With this in mind, consider a final possible scenario: our posthuman descendants decide to run simulations with relatively small populations in a serial fashion, that is, one at a time. These simulations could be sped up a million times to enable complete recapitulations of our evolutionary history (as per Bostrom). The result is that at any given timeslice the total number of non-sims will far exceed the total number of sims—yet across time the total number of sims will accumulate and eventually far exceed the total number of non-sims. The result is that if one takes a bird’s-eye view of our posthuman civilization from its inception to its decline (say, because of the entropy death of the cosmos), and if one were asked whether she is more likely to have existed in vivo or in machina, it appears that she should answer “I was a sim.”

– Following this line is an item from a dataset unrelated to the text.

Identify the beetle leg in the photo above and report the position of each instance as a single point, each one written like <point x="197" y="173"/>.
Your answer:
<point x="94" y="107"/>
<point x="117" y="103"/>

But this might not be the right way to reason about the situation. Consider that history is nothing more than a series of timeslices, one after the other. Since the ratio of non-sims to sims favors the former at every possible timeslice, one might argue that one should always answer the question, “Are you right now more likely to exist in vivo or in machina?” with “I probably exist in vivo.” Again, the difficulty that skeptics of this answer must overcome is the ostensible fact that if everyone were to bet on being simulated at any given timeslice—even billions of years after the first serial simulation is run—then nearly everyone would lose, whereas if everyone were to bet that they are a non-sim, then almost everyone would win.
The tension here emerges from the difference between timeslice reasoning and the sort of “atemporal” reasoning that Bostrom employs. If the former is epistemically robust, then Bostrom’s tripartite argument fails because none of the disjuncts are true. This is because the scenario above entails (a) we survive to reach technological maturity, and (b) we run a large number of ancestor simulations, yet (c) we do not have reason to believe that we are in a simulation at any particular moment. The latter proposition depends, of course, upon how we run the simulations (serially versus in parallel) and, relatedly, how we decide to reason about our metaphysical status at each moment in time.
In conclusion, I am unsure about whether this constitutes a refutation of Bostrom or merely complicates the picture. At the very least, I believe it does the latter, requiring more work on the topic.
Bostrom, Nick. 2003. Are You Living in a Computer Simulation? Philosophical Quarterly. 53(211): 243-255.